The energy package also puts $18 billion into a fund for electric utilities that face bankruptcy after wildfires, and provides $1 billion annually for the state’s embattled high-speed rail project. We should expect budget impacts from both, which will be unpacked in the next Beacon Outlook California. As with any policy, there is no such thing as a free lunch.

CONCLUSION

California’s economy enters fall 2025 slower, but not in a downturn. Growth and hiring have cooled, prices remain high, housing is tight, and energy bills are rising. The path forward seems simple, but admittedly, is extremely fraught politically: build more homes, keep the grid reliable and affordable, and avoid piling on policies that make it harder to work, build, and invest. And that doesn’t mean adding a new set of “pro-growth” programs; policy often, albeit unintentionally, distorts markets and raises costs. The Economics 101 exceptions clearly apply: tax negative externalities, subsidize positive externalities, and provide true public goods. California is a beautiful and special place, but we can’t keep taking it for granted.

FOOTNOTES

[1] In fact, the DOF has had to downward revise its California population estimates several times due to falling birth rates. See: Thunell, J. (2024, May). What’s going on with fertility in the U.S., California, and the SCAG region? Slide deck presented at the SCAG Demographic Workshop (Panel 1.01). Southern California Association of Governments. https://scag.ca.gov/sites/default/files/2024-05/demo29_panel0101.pdf

[2] Source: U.S. Bureau of Economic Analysis (BEA).

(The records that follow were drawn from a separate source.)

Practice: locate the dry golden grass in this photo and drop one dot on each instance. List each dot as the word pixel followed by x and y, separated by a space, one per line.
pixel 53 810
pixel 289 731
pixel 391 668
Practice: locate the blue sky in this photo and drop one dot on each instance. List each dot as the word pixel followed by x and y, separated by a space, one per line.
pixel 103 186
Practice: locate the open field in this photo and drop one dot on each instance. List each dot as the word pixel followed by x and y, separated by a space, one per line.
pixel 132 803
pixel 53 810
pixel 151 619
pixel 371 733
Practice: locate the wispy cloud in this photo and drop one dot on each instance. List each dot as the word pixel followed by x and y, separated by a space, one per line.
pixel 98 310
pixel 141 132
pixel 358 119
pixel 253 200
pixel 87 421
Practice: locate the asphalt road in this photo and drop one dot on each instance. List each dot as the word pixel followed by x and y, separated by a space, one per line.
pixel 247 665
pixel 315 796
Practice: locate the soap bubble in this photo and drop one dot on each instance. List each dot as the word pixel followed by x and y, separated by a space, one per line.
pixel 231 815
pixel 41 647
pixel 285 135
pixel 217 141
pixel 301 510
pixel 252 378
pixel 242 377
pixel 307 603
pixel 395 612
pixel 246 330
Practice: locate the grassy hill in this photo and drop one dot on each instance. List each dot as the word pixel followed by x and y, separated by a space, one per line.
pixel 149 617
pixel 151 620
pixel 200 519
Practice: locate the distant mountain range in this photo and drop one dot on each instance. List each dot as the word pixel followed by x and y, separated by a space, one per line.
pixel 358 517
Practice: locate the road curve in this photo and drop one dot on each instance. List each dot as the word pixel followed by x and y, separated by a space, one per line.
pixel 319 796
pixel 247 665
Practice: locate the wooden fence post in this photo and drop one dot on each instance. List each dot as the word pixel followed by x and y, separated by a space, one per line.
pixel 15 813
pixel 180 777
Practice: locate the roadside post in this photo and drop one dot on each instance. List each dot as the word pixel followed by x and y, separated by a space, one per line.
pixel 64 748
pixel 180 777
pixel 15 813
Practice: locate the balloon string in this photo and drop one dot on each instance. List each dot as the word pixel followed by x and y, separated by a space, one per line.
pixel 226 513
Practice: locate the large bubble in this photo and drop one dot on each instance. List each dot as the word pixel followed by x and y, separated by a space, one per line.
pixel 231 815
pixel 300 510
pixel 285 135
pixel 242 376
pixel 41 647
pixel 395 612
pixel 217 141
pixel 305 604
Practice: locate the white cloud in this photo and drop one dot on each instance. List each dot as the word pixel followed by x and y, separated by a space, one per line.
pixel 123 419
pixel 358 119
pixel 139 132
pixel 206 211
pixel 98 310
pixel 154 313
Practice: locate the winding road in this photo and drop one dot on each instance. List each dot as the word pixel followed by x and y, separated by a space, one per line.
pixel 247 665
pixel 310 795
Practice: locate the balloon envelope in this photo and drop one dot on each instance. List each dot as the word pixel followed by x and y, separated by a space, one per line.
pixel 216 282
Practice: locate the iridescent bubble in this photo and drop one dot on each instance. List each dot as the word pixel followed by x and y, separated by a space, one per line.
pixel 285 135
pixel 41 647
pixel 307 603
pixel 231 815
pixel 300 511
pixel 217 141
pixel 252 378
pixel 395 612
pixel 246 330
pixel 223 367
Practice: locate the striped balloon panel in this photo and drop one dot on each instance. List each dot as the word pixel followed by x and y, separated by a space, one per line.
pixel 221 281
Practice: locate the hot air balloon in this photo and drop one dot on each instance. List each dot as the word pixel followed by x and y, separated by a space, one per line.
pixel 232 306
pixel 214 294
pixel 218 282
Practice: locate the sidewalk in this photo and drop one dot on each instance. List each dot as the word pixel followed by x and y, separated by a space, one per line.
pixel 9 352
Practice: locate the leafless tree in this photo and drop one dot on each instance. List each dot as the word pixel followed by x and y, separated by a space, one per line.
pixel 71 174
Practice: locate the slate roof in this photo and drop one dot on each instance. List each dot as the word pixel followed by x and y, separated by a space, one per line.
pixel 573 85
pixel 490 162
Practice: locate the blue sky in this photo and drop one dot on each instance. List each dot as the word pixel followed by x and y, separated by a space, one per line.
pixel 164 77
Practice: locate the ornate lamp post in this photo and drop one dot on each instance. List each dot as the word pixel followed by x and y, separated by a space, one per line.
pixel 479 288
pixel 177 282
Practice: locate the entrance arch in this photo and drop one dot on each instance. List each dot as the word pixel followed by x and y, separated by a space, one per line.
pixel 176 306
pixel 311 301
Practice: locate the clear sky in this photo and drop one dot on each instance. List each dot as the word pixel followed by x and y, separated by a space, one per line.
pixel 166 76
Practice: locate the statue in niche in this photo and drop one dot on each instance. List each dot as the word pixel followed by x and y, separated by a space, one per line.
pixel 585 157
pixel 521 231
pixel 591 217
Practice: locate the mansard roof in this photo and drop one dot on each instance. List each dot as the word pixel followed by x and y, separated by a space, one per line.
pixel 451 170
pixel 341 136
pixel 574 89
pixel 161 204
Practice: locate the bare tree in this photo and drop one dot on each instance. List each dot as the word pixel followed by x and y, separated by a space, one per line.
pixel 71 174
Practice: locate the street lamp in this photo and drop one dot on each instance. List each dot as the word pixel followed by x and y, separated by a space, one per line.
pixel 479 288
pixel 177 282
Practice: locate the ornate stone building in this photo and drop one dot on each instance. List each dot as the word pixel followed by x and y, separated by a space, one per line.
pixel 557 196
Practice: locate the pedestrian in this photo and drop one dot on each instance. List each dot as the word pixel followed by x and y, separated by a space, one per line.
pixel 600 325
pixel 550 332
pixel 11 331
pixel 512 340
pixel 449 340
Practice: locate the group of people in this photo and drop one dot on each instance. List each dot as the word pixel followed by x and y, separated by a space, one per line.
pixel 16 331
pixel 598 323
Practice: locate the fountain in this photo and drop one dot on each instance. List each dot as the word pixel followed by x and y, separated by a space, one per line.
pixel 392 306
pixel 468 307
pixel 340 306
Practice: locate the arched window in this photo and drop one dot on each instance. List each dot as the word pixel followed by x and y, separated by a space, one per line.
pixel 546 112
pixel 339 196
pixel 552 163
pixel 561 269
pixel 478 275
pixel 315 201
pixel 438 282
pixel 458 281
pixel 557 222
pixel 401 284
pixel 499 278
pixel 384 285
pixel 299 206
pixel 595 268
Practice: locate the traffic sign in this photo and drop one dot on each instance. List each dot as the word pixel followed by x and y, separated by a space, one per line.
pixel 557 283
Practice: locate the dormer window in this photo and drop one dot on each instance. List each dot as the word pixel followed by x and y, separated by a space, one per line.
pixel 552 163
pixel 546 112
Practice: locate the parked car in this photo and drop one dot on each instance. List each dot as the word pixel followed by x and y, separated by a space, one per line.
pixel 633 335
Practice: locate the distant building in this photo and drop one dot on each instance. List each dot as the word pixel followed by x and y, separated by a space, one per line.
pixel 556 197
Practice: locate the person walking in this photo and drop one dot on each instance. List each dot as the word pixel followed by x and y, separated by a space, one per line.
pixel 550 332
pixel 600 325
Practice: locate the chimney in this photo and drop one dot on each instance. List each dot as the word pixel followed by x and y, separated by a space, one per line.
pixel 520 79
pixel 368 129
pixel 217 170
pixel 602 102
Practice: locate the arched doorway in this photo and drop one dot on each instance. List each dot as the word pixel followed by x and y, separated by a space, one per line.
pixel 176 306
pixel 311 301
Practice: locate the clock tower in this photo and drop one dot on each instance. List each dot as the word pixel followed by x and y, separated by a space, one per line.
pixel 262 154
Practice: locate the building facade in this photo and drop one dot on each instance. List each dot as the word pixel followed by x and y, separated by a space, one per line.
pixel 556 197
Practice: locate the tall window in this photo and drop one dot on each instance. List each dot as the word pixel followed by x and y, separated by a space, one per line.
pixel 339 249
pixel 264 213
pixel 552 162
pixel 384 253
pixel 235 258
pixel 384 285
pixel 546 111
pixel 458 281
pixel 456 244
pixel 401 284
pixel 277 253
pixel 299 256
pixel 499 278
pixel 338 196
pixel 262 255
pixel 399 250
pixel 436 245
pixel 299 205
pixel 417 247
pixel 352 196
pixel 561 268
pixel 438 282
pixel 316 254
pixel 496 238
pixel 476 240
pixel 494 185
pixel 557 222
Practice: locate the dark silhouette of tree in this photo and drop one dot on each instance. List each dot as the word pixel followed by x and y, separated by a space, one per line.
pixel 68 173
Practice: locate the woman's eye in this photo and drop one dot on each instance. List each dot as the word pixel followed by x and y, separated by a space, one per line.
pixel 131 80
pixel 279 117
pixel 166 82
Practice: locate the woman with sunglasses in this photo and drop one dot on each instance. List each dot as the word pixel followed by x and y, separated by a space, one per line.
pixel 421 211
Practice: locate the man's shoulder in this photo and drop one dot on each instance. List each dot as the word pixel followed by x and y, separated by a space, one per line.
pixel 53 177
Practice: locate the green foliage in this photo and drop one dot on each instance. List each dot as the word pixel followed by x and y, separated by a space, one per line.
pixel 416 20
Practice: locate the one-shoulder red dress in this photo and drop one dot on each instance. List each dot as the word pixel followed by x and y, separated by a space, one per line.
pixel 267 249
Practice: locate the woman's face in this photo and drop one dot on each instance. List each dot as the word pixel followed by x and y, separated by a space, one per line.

[3] Source: U.S. Bureau of Labor Statistics (BLS).

[4] Source: California Department of Industrial Relations, U.S. Bureau of Labor Statistics.

[5] Source: https://budgetlab.yale.edu/research/short-run-effects-2025-tariffs-so-far

[6] Source: State of California Department of Industrial Relations.

[7] Source: Source: U.S. Census Bureau and U.S. Bureau of Labor Statistics, Current Population Survey (IPUMS).

[8] Source: California Department of Housing and Community Development. Analysis by Beacon Economics.